ClawCut

Name: ClawCut
Rating: 3.5 (1 reviews)
Author: back-me-up-scotty

By back-me-up-scotty 👁 161 views ▲ 0 votes

ClawCut-MLX Proxy - A high-performance bridge between OpenClaw and Apple Silicon (MLX-LM).

GitHub

Install

pip install flask

Configuration Example

"models": {  
    "mode": "merge",  
    "providers": {  
      "ollama": {  
        "baseUrl": "http://127.0.0.1:5000/v1",
        "apiKey": "ollama-local",  
        "api": "ollama",  
        "models": [  
          {  
            "id": "ollama/qwen2.5:14b",  
            "name": "qwen 2.5 14b",  
            "reasoning": false,  
            "input": [
              "text"
            ],
            "cost": {  
              "input": 0,  
              "output": 0,  
              "cacheRead": 0,  
              "cacheWrite": 0  
            },  
            "contextWindow": 16384,  
            "maxTokens": 4096,  
            "compat": {  
              "supportsDeveloperRole": false  
            }  
          }  
        ]  
      }  
    }  
  },  
  "agents": {  
    "defaults": {  
      "model": {  
        "primary": "ollama/qwen2.5:14b"  
      }  
    }  
  }

README

# **ClawCut MLX Proxy**

A high-performance bridge between **OpenClaw** and **Apple Silicon (MLX-LM)**.  
This proxy allows you to run large language models (like Qwen 2.5) on a Mac mini/MacBook (M1/M2/M3/M4) while maintaining compatibility with the OpenClaw framework running on a Raspberry Pi or other Linux servers.

## **Motivation**

OpenClaw is a powerful framework, but it often sends a massive amount of "JSON Clutter" (system prompts, tool definitions, and metadata) in every request. This often leads to:

* **LLM Timeouts:** Standard setups frequently run into timeouts because the model takes too long to process the massive context.  
* **Poor Reasoning:** Models can get "lost" in the clutter, leading to hallucinations or ignored tool calls.
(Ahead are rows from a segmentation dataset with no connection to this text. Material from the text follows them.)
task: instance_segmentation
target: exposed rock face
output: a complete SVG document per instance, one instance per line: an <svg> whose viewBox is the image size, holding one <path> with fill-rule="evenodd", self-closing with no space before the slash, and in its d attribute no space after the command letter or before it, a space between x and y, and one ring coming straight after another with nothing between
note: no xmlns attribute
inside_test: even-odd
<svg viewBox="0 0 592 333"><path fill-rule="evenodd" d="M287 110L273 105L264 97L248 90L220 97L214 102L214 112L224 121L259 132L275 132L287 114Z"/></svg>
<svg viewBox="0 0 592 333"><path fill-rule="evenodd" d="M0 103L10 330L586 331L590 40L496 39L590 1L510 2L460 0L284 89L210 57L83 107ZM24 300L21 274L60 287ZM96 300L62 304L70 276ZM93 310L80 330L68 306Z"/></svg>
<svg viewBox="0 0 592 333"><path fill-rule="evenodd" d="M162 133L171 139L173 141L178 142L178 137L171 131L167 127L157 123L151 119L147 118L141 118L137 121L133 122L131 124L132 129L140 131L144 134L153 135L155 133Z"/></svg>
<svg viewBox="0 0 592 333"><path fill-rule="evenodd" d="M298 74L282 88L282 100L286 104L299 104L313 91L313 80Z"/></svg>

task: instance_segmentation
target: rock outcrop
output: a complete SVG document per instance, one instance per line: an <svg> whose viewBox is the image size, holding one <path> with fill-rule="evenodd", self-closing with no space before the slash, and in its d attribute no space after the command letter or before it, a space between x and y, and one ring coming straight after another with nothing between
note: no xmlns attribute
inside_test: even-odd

**ClawCut-MLX** solves this by optimizing the communication and leveraging the power of Apple Silicon. While this setup is optimized for speed, the performance depends on your hardware:

* **Example:** With a **Mac mini M4 Pro (24 GB RAM)** and a **14B model**, this setup achieves generation speeds of up to **21+ tokens/s** with a warm KV-cache.  
* **Flexibility:** The proxy works with any MLX-compatible model. You can use smaller models (e.g., 7B) for even higher speeds or larger models (e.g., 32B+) if your Mac has sufficient Unified Memory.

## **Typical Use Case (Split Setup)**

This proxy is specifically designed for users who run a **split-system architecture**:

1. **The Brain (Mac):** A powerful Mac mini or MacBook acts as the LLM engine, providing high-speed inference.  
2. **The Heart (Raspberry Pi/Linux):** A Pi or Linux server hosts the OpenClaw framework, managing integrations like WhatsApp, Telegram, or home automation.

By using **ClawCut** the LLM responses become near-instant.

## **Key Features**

* **KV-Cache Optimization:** Automatically filters dynamic timestamps from system prompts to enable near-instant responses via hardware caching.  
* **Protocol Translation:** Translates between OpenAI-compatible streams (MLX) and the Ollama/NDJSON format expected by OpenClaw.  
* **Performance Tracking:** Real-time console output of prefill duration, token count, and generation speed (tokens per second).  
* **Transparency:** With the **DEBUG\_MODE** enabled, you can inspect the full "JSON Clutter" sent by OpenClaw to understand exactly what the model is processing.

## **How to find & download MLX Models**

You don't need to manually download model files. The mlx-lm server handles everything automatically.

1. **Browse Models:** Go to [Hugging Face](https://huggingface.co/mlx-community) and search for the `mlx-community organization`. They provide pre-converted models optimized for Apple Silicon.

2. **Choose your Model:** Copy the repository name (e.g., mlx-community/Qwen2.5-14B-Instruct-4bit).

3. **Automatic Download:** When you start the server for the first time using the --model flag, mlx-lm will automatically download the files (several GBs) and cache them locally on your Mac.

## **Prerequisites**

* **Python 3.x**  
* **Network Access:** Both devices must be in the same local network.  
* **MLX-LM Server (on Mac):** The Mac must be configured to listen to network requests.

## **Configuration & Network Setup**

### **1\. Prepare the Mac (The LLM Server)**

To allow the Raspberry Pi to talk to your Mac, the MLX server must not only run on localhost. You **must** bind it to your network interface.  
Start the server on your Mac with the `--host 0.0.0.0` flag: 

```bash
python -m mlx_lm.server --model [YOUR_MODEL_ID] --host 0.0.0.0 --port 8080
```
*Note: Using 0.0.0.0 makes the LLM accessible to any device in your local network.*

⚠️ **IMPORTANT:** Replace `[YOUR_MODEL_ID]` with the model of your choice (e.g., `mlx-community/Qwen2.5-14B-Instruct-4bit`). Ensure that the model fits your available RAM (a 14B model requires approx. 9-10 GB RAM, a 32B model approx. 19 GB). Choose a smaller model (e.g., 7B) if your Mac only has 8 GB or 16 GB of RAM.  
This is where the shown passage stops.